In a regression problem, we aim to predict the output of a continuous value, like a price or a probability. Contrast this with a classification problem, where we aim to predict a discrete label (for example, where a picture contains an apple or an orange).

This notebook builds a model to predict the median price of homes in a Boston suburb during the mid-1970s. To do this, we’ll provide the model with some data points about the suburb, such as the crime rate and the local property tax rate.

library(keras)

## The Boston Housing Prices dataset

The Boston Housing Prices dataset is accessible directly from keras.

boston_housing <- dataset_boston_housing()

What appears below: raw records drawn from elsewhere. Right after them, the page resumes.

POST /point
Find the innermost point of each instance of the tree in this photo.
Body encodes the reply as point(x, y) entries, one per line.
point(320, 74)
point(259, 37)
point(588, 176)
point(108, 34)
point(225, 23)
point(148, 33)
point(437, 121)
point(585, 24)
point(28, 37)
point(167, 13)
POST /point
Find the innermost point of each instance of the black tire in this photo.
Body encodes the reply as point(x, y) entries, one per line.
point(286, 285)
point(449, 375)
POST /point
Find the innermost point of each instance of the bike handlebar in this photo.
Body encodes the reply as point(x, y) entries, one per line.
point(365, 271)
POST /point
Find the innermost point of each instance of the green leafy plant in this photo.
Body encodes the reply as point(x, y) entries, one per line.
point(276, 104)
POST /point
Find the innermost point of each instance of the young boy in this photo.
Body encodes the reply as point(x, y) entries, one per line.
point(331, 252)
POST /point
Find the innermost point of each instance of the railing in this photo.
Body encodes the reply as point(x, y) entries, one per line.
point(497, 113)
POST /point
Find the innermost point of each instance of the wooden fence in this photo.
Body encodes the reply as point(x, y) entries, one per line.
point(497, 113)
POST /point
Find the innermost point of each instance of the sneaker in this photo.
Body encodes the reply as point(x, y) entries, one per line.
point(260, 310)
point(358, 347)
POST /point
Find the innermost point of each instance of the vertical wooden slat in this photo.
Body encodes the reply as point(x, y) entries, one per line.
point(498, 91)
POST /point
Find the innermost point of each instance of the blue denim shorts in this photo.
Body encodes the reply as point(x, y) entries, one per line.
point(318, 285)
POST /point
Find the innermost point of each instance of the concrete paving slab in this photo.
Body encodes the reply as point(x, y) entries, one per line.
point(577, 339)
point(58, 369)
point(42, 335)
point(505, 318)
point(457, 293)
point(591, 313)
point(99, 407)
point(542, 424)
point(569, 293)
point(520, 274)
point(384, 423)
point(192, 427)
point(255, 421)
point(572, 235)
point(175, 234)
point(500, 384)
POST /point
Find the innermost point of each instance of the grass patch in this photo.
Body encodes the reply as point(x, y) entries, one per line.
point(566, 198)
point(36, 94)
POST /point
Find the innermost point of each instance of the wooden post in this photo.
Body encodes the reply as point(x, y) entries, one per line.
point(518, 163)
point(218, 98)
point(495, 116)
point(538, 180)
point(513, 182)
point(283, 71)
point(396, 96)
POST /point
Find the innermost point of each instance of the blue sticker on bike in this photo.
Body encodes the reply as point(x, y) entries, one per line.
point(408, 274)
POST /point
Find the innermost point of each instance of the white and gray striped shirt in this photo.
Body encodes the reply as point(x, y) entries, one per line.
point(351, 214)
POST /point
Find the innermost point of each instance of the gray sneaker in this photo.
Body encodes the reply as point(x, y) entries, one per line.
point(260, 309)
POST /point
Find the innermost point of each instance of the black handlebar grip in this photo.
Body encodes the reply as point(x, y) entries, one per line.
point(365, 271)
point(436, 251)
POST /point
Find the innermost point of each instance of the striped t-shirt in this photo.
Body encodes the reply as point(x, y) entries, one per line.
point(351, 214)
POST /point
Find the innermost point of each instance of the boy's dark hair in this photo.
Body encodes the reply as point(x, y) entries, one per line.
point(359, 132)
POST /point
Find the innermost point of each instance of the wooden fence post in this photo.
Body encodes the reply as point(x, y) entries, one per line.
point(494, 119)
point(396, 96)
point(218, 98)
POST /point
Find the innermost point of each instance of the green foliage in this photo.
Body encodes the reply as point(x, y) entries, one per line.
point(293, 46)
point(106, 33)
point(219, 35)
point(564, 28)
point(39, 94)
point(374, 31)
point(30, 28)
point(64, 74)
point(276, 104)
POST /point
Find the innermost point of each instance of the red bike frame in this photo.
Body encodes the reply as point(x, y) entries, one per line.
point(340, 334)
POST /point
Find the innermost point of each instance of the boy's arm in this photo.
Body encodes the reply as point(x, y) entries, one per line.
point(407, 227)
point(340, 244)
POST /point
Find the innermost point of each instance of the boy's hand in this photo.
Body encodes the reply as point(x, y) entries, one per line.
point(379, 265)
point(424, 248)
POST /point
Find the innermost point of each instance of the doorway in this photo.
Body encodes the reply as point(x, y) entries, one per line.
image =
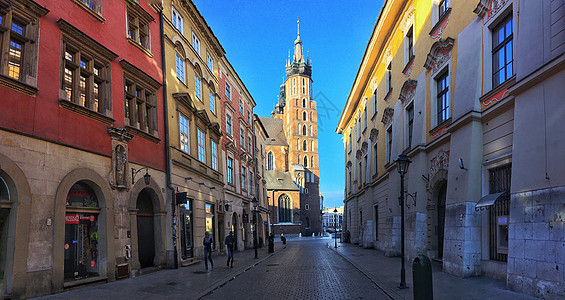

c(train_data, train_labels) %<-% boston_housing$train c(test_data, test_labels) %<-% boston_housing$test

### Examples and features

This dataset is much smaller than the others we’ve worked with so far: it has 506 total examples that are split between 404 training examples and 102 test examples:

paste0("Training entries: ", length(train_data), ", labels: ", length(train_labels))
[1] "Training entries: 5252, labels: 404"

The dataset contains 13 different features:

• Per capita crime rate.
• The proportion of residential land zoned for lots over 25,000 square feet.
• The proportion of non-retail business acres per town.
• Charles River dummy variable (= 1 if tract bounds river; 0 otherwise).
• Nitric oxides concentration (parts per 10 million).
• The average number of rooms per dwelling.
• The proportion of owner-occupied units built before 1940.
• Weighted distances to five Boston employment centers.
• Index of accessibility to radial highways.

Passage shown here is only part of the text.